The Analysis of Things: Data Vault as the critical link between IoT systems and Graph for Analytics
So much hype out there. Everyone is very excited about the future and it feels like a revolution.
In my experience however (and I have been nerding since the dawn of the internet) the hype eventually has to be bolted to current realities before anyone will trust it. People like things that they understand and are generally risk-averse when it comes to critical systems (thank goodness for explorers and innovators though!). The Internet of Things will not really be that different.
I've been peripherally involved in solution architecture forever but only because it was necessary to understand the evolution of information and data systems. People often get excited about technology for technology sake, but what is it REALLY about? It's about improvements, more convenience, better management of complexity - I'm sure lots will just say saving and making money for business, but if the softer benefits are not realised then simply throwing money after IT is a rather short term affair, as many bygone technologies will attest!
The real value in information systems is data. Data, and the analysis of data to understand, estimate, predict, measure, govern, control, etc. IoT will be no different. Somewhere along the line of evolution, someone will have to find a way to collect all of this wonderful new data and harness it for decision making.
How will they do it? Will we all suddenly adopt a shiny new technology and drop everything we've been doing? No, certainly not. People will finally come up with business use cases to adopt IoT - for example Smart Cities - and some more clever people will work out that there are already plenty of data sources available that can feed into some sort of master data warehouse for storing and analysing all of this rich data.
How will they do it? Will they retrofit all of these old sources with some shiny new tech so that they may beautifully and synchronously meld with this analytical utopic vision, or will they seek to find more pragmatic paths to connecting systems together.
My bet is that we will at least start off by resorting to tried and true methods, perhaps building APIs to pull the data, but it will need to be stored for analysis, unless someone invents amazing quantum connectivity where data can replicate itself and behave across a distance. No, they will likely pull it all together into a historical compendium... a Vault, if you will. Perhaps a Data Vault.
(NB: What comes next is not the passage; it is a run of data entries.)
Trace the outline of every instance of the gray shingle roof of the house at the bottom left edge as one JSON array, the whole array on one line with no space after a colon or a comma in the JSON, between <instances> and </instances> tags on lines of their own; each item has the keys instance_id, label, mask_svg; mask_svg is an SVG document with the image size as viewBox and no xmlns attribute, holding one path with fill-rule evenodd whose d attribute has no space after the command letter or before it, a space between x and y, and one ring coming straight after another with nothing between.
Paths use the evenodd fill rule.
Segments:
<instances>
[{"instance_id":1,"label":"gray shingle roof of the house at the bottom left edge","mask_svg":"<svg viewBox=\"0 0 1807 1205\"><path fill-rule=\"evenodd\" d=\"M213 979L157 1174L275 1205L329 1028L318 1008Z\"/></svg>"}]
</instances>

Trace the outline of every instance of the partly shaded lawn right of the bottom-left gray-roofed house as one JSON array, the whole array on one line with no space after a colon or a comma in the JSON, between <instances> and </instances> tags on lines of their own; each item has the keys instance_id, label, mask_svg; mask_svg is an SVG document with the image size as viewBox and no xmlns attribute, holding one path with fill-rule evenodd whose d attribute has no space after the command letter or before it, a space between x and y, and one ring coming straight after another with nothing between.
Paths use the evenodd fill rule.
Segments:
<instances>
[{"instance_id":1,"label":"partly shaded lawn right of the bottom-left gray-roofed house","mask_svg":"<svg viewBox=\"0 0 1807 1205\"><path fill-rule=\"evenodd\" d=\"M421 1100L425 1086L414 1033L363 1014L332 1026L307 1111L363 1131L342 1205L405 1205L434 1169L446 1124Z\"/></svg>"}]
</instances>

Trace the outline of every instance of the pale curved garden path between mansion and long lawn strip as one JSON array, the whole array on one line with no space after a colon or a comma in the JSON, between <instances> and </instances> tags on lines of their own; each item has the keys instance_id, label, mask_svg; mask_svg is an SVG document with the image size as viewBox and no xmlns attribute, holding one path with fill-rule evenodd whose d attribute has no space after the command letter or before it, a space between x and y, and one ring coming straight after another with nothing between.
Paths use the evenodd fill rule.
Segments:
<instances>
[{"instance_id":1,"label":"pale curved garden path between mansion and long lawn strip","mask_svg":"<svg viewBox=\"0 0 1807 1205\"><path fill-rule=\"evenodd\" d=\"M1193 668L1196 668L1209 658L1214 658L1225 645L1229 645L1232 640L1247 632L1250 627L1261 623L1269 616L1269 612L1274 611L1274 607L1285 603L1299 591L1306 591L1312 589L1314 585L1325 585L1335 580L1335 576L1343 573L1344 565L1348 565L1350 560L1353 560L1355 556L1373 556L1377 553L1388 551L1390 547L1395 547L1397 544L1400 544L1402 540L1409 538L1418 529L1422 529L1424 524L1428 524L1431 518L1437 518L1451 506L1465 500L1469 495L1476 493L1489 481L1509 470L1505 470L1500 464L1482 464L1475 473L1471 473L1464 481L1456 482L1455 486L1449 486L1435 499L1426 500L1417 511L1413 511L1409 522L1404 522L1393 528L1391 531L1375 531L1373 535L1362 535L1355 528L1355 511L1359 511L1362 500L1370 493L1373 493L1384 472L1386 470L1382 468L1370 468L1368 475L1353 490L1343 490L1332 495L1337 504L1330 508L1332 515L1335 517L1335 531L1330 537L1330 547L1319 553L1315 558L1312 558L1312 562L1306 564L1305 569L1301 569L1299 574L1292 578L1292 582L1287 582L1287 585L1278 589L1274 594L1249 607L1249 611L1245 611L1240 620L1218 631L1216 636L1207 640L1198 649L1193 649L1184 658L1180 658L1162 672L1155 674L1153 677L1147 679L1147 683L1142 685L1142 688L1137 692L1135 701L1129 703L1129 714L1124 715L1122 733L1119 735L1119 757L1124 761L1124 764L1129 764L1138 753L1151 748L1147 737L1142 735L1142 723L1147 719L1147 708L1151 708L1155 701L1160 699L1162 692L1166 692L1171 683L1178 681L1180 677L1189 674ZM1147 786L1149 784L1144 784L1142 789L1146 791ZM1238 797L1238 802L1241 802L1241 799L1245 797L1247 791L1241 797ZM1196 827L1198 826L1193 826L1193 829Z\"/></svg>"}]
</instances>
Why would they use a Data Vault as collection medium? It's because the Internet of Things is a Graph. Data Vault emulates Graphs, and can generate them easily. What better bridge between old and new than to use a hybrid methodology that utilises existing tools in your data warehouse, but in a very specific way that emulates a Graph and can constantly grow while generating or updating a number of analytical environments, including Graph and can make a link between the skills of legacy and future systems.
Data Vault has been around for years, and is at it's heart an evolution of 'Snowflake' and 'Star Schema' architectures which leverages a sort of 'factless fact' network of tables to emulate graphs as 'Hubs' and 'Links'. This is the heart of the Graph emulation and it is completely poised to play a critical role in the evolution of IoT.
Oh, yes... and Data Vault is very agile to set up. Just like a Graph, you can start with something small and branch out. Achieve results quickly, and then know that you won't have to change it, because it is linked directly to the entities that YOU use to run your business. A Data Vault Model should - at it's simplest - be easily understood by someone who knows the business well enough to describe entities and their relationships - what could be more Graph-like!
However, I do not like hype (excitement is fine), so I challenge you to look around over the next few months and years, and watch how the community that is the internet begins to shift towards the new technologies. The tide of interest will inevitably move towards that which the big players move on, but this very pragmatic approach answers quite a few of the issues that will need addressing, and because it is a very mature technology, it is the 'low hanging fruit' to solving business problems with data warehouse management and analysis.